Une fois encore, nous recommandons vivement de parvenir à un accord avec vos joueurs avant d'utiliser les techniques de ce chapitre. En particulier, il existe des actes si ignobles qu'ils nuiront au plaisir de la partie. Pire encore, ils pourraient causer des problèmes entre amis autour de la table. Il y a un grand nombre de sujets qui n'ont jamais besoin d'être abordés s'ils risquent de gâcher la partie — le viol et la torture en sont les principaux, surtout lorsqu'il s'agit d'enfants.
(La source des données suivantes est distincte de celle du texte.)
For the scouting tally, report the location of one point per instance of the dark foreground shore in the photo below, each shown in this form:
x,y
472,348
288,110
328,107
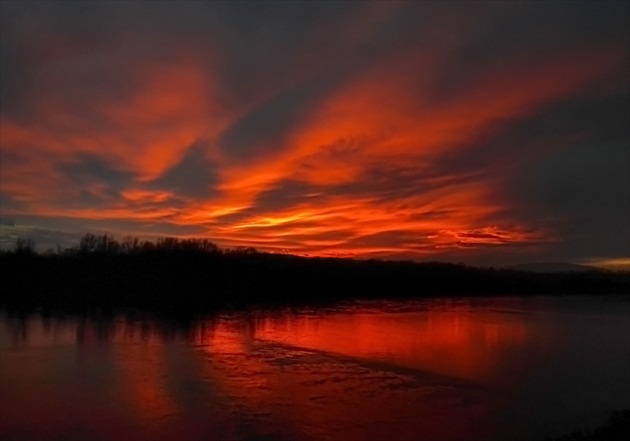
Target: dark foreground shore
x,y
180,281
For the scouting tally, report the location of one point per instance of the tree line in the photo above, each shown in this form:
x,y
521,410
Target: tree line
x,y
195,276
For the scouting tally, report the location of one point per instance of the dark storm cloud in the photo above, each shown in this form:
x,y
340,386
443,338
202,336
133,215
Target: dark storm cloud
x,y
79,77
264,130
86,169
192,177
531,31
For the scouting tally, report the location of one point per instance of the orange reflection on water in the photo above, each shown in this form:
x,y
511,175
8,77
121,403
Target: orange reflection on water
x,y
364,376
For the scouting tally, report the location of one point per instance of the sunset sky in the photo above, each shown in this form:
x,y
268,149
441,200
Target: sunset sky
x,y
484,133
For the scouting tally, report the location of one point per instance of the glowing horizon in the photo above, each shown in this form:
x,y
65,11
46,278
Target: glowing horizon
x,y
384,138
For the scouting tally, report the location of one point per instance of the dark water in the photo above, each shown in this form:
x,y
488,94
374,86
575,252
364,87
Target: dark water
x,y
482,369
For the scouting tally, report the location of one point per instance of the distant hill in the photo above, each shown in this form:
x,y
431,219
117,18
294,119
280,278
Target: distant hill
x,y
553,267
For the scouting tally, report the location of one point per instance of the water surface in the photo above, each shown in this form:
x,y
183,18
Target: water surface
x,y
458,369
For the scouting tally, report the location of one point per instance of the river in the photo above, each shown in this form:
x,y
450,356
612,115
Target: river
x,y
518,368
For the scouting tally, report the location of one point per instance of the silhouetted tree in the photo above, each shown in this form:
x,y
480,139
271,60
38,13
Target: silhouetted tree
x,y
24,246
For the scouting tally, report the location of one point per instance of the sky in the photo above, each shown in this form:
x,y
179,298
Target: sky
x,y
487,133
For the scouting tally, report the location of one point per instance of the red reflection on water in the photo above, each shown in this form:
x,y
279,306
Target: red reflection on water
x,y
362,376
425,375
469,345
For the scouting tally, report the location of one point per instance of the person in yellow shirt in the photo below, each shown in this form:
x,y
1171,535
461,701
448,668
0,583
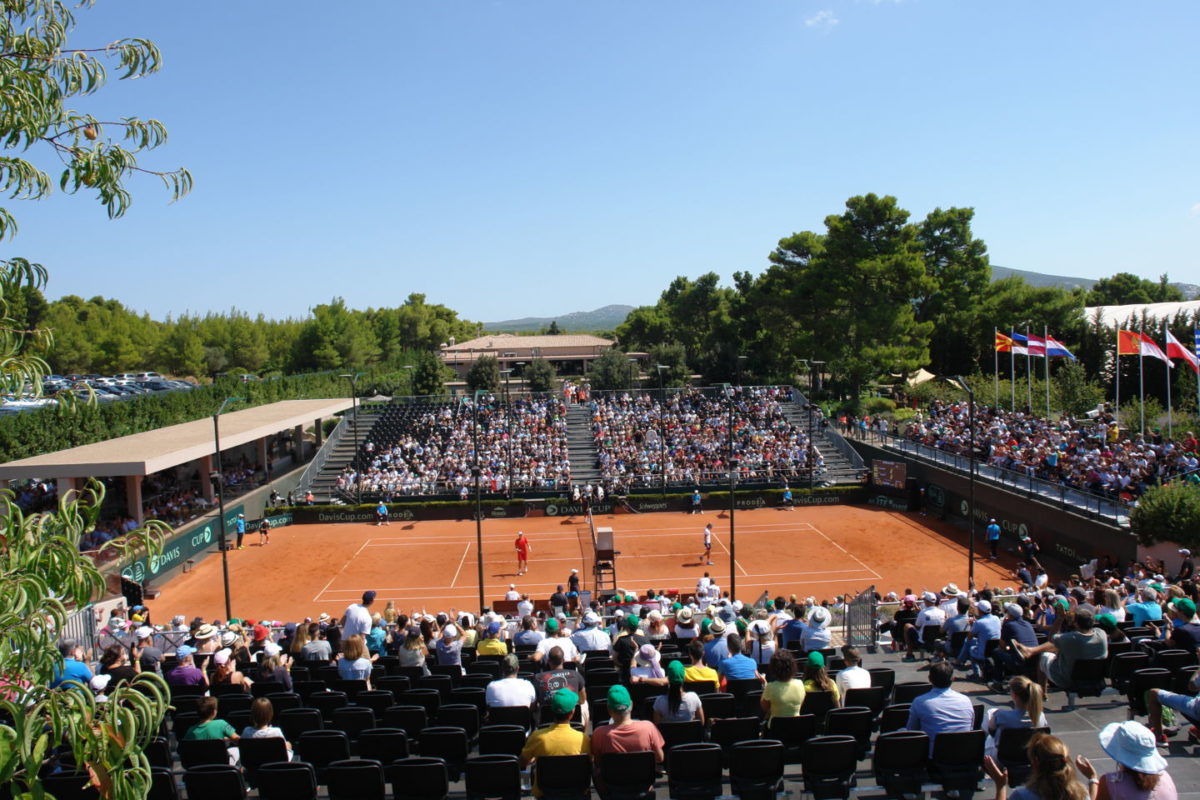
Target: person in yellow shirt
x,y
696,672
784,695
492,644
559,739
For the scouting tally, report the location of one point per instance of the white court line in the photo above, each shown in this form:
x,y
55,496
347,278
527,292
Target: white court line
x,y
757,575
461,561
877,576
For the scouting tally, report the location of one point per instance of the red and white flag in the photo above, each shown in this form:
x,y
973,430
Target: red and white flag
x,y
1175,349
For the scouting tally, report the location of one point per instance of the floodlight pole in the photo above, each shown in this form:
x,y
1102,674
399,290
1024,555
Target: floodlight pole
x,y
219,479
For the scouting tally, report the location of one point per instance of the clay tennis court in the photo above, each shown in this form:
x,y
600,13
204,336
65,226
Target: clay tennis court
x,y
432,565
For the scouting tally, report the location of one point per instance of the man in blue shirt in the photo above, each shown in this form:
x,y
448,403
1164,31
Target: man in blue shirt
x,y
737,666
941,709
72,665
1147,608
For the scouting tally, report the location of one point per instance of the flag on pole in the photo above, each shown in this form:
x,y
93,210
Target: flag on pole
x,y
1020,343
1055,349
1037,346
1134,343
1175,349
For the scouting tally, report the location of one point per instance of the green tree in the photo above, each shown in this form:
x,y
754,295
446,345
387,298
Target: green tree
x,y
540,376
1168,513
611,371
485,373
429,376
1125,289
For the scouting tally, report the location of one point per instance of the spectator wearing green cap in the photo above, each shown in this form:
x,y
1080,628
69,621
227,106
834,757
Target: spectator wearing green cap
x,y
559,739
784,695
624,734
816,679
555,638
677,705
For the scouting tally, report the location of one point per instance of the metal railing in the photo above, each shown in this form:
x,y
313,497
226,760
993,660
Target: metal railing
x,y
318,461
1067,498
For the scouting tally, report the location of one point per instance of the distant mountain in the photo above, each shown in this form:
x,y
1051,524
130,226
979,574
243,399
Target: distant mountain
x,y
601,319
1191,292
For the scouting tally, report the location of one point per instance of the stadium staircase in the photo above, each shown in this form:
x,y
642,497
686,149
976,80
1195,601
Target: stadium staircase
x,y
581,447
843,464
340,453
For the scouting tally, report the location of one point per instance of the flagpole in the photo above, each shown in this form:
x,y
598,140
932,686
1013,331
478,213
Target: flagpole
x,y
1045,354
1170,422
995,353
1141,378
1012,374
1029,371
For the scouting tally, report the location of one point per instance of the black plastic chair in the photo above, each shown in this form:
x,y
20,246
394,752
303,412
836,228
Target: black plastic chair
x,y
829,764
756,769
327,703
294,722
726,732
717,705
1086,679
1012,753
460,715
157,752
909,691
519,715
355,779
286,781
70,786
628,776
493,776
957,761
900,762
451,745
383,745
352,721
874,698
564,777
162,785
256,752
793,732
377,699
694,771
202,752
418,779
681,733
502,740
283,701
322,749
217,782
894,717
1141,683
851,722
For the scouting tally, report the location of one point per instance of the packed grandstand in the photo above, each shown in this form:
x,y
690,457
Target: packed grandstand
x,y
701,683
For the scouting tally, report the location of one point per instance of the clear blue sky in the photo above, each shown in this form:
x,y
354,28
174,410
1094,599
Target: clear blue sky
x,y
535,157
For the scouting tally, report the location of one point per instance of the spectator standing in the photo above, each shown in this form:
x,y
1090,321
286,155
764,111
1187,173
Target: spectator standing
x,y
941,709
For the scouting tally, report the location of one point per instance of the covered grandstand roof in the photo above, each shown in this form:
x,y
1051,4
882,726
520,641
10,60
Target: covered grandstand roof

Assurez-vous absolument que vos joueurs sont prêts à être aussi mal à l'aise que vous. S'ils ne le sont pas, votre partie n'en souffrira pas pour autant. Tout acte de violence est horrifique, et plus encore lorsqu'il est décrit dans les moindres détails insoutenables. Ne vous sentez pas obligé d'utiliser l'idée la plus sordide que vous ayez eue. Lorsqu'une telle idée vous vient, arrêtez-vous pour considérer son impact sur vos joueurs.

Si nécessaire, parlez aux joueurs avant la partie et voyez s'il existe des sujets tabous. En cas de doute, demandez à chaque joueur d'écrire au moins un sujet tabou sur un morceau de papier et de vous le remettre. Cela devrait rendre les choses relativement anonymes et encourager l'honnêteté.